Gazeteci Fatih Altaylı, 22 Haziran’da katıldığı bir YouTube yayını sırasında sarf ettiği sözlerin ardından gözaltına alınarak tutuklanmıştı. Altaylı’nın canlı yayındaki ifadeleri, Cumhurbaşkanına yönelik tehdit olarak değerlendirilmiş ve İstanbul Cumhuriyet Başsavcılığı’nın başlattığı soruşturma kapsamında hakkında kapsamlı bir iddianame hazırlanmıştı.
İddianame tamamlandı, ceza talebi netleşti
Soruşturmayı yürüten savcılık, gazeteci hakkında hazırladığı iddianameyi mahkemeye sundu. İstanbul Cumhuriyet Başsavcılığı tarafından düzenlenen iddianamede, Altaylı’nın Türk Ceza Kanunu’nun 310/2 maddesiyle bağlantılı olarak 106/1 maddesinden yargılanması istendi. Savcılık, Altaylı’nın "Cumhurbaşkanını tehdit" suçunu işlediğini belirterek en az 3 yıldan 7,5 yıla kadar hapis cezası talebinde bulundu.

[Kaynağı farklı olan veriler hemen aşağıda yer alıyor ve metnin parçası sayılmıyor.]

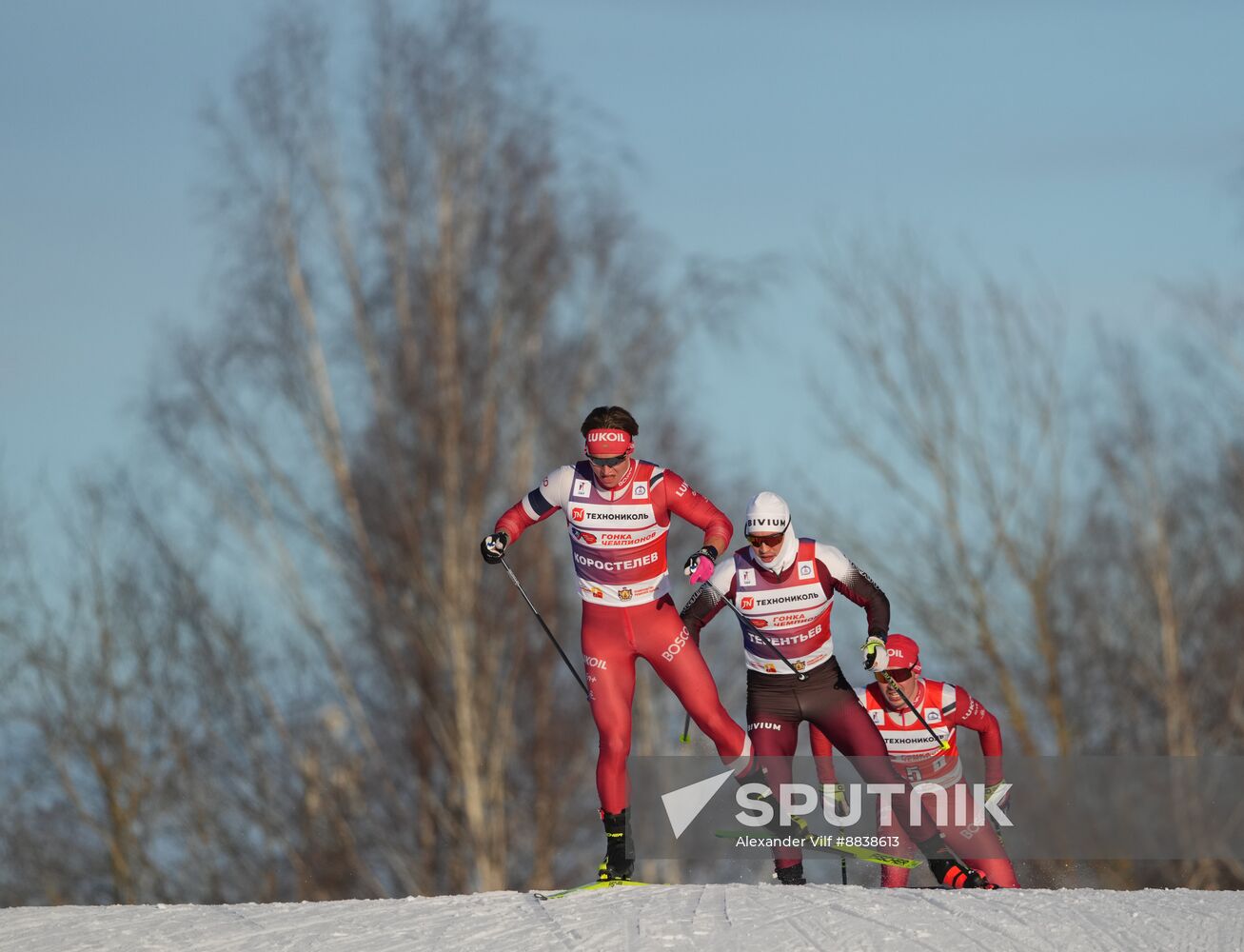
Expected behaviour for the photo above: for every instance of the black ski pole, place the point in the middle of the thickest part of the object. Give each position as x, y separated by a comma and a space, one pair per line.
754, 630
572, 668
890, 680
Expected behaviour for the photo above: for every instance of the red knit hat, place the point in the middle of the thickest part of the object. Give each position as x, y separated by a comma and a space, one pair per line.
903, 653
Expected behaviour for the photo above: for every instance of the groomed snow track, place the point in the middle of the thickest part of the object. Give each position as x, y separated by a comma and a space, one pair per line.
718, 918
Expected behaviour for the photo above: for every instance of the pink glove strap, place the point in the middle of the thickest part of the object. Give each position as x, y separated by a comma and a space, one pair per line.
703, 570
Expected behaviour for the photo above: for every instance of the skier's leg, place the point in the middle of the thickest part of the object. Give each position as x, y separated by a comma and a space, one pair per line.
773, 725
977, 843
608, 664
822, 754
896, 876
661, 639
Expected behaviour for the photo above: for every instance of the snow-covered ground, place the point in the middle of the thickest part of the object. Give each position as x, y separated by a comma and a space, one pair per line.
721, 918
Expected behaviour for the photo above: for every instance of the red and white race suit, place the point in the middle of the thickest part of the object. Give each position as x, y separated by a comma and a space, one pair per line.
919, 760
617, 539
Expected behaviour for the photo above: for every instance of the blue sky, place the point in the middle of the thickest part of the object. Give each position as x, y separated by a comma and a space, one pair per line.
1096, 143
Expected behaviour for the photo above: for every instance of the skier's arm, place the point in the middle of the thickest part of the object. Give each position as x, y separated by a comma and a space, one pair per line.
536, 506
697, 509
972, 714
841, 574
708, 600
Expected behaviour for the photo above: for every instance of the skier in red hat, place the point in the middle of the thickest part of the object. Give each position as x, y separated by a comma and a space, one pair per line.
782, 587
929, 756
617, 511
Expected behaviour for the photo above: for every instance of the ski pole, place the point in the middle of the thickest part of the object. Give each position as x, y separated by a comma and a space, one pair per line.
890, 680
572, 668
754, 630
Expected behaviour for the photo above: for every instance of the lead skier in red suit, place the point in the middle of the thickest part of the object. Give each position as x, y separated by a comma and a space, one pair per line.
784, 587
617, 511
922, 760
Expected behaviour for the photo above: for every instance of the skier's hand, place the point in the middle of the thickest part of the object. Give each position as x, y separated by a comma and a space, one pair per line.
493, 546
838, 793
875, 657
701, 564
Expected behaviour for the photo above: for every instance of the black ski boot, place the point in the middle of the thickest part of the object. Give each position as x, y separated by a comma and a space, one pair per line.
619, 863
790, 875
949, 870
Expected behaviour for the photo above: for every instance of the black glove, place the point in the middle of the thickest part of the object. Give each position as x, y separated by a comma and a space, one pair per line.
493, 546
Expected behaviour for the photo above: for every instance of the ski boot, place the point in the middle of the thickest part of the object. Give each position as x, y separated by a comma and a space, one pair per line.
790, 875
619, 863
949, 870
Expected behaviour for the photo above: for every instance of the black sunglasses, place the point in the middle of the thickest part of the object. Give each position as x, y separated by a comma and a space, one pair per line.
606, 461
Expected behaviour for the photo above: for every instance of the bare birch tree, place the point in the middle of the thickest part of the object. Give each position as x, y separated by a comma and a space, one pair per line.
425, 288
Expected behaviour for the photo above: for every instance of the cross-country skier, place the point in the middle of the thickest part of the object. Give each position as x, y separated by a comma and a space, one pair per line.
920, 760
785, 586
617, 511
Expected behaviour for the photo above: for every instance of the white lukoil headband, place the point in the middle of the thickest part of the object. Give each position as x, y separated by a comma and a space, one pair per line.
769, 514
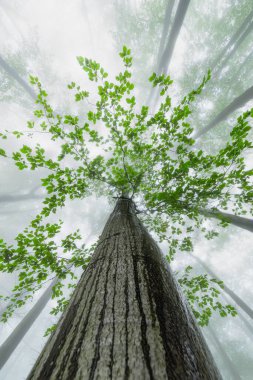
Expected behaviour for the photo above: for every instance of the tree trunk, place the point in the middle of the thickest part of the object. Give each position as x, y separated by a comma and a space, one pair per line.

Silivri Cezaevi’nde tutuklu bulunuyor
Fatih Altaylı, tutuklama kararının ardından Silivri Cezaevi'ne gönderilmişti. Tutuklama kararına yönelik herhangi bir adli kontrol veya alternatif tedbir uygulanmadan doğrudan cezaevine sevk edilen Altaylı’nın ilk duruşma tarihinin önümüzdeki haftalarda açıklanması bekleniyor.
Yayında ne demişti?
Söz konusu soruşturmanın temelini oluşturan ifadeler, Altaylı’nın katıldığı bir YouTube yayınında yöneltilen soruya verdiği yanıt sırasında kayda geçti. Programda, izleyicilerden birinin “Cumhurbaşkanı Erdoğan ölene kadar görevde kalmalı mı?” sorusuna karşılık Altaylı şu sözleri sarf etmişti:
“Yakın geçmiş değil, uzak geçmişe bak. Bu millet padişahını boğmuş bir millettir. Az buz değildir öldürülen, suikasta kurban giden Osmanlı padişahı… Suikast demeyelim de komploya kurban giden, boğazlanan ya da intihar etti süsü verilen Osmanlı padişahı.”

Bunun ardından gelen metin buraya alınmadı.